“Stand away please, miss!” said the old porter, hurrying up to intervene. She abandoned that last remark with an impatient gesture.
Peter sat still. The end of the station ran by like a scene in a panorama. Her Medusa face had slid away to the edge of the picture that the window framed, and vanished.
For some seconds he was too amazed to move.
Then he got up heavily and stuck his head out of the window to stare at Joan.
Joan was standing quite still with her hands in the side pockets of her khaki overcoat; she was standing straight as a rod, with her heels together, looking at the receding train. She never moved....
Neither of these two young people made a sign to each other, which was the first odd thing the old porter noted about them. They just stared. By all the rules they should have waved handkerchiefs. The next odd thing was that Joan stared at the bend for half a minute perhaps after the train had altogether gone, and then tried to walk out to her car by the little white gate at the end of the platform which had been disused and nailed up for three years....
§ 22
After Oswald had seen the car whisk through the gates into the road, and after he had rested on his crutches staring at the gates for a time, he had hobbled back to his study. He wanted to work, but he found it difficult to fix his attention. He was thinking of Joan and Peter, and for the first time in his life he was wondering why they had never fallen in love with each other. They seemed such good company for each other....
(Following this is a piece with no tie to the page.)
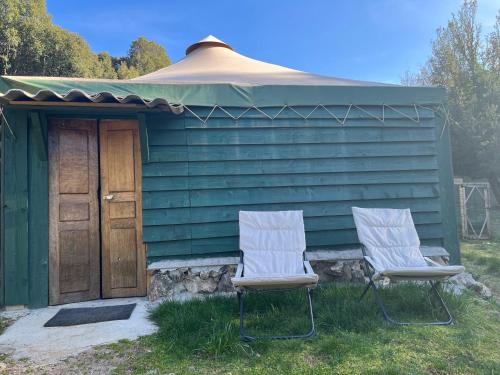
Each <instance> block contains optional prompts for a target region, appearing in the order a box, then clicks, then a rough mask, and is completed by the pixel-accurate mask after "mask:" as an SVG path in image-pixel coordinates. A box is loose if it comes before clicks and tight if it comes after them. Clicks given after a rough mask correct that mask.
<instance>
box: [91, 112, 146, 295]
mask: <svg viewBox="0 0 500 375" xmlns="http://www.w3.org/2000/svg"><path fill="white" fill-rule="evenodd" d="M100 170H101V198H102V200H101V231H102V292H103V297H105V298H111V297H129V296H143V295H145V294H146V253H145V246H144V244H143V242H142V216H141V213H142V210H141V159H140V140H139V128H138V123H137V121H134V120H102V121H101V123H100Z"/></svg>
He was still engaged upon these speculations half an hour or so later, when he heard the car return and presently saw Joan go past his window. She was flushed, and she was staring in front of her at nothing in particular. He had never seen Joan looking so unhappy. In fact, so strong was his impression that she was unhappy that he doubted it, and he went to the window and craned out after her.
She was going straight up towards the arbour. With a slight hurry in her steps. She had her fur collar half turned up on one side, her hands were deep in her pockets, and something about her dogged walk reminded him of some long-forgotten moment, years ago it must have been, when Joan, in hot water for some small offence, had been sent indoors at The Ingle-Nook.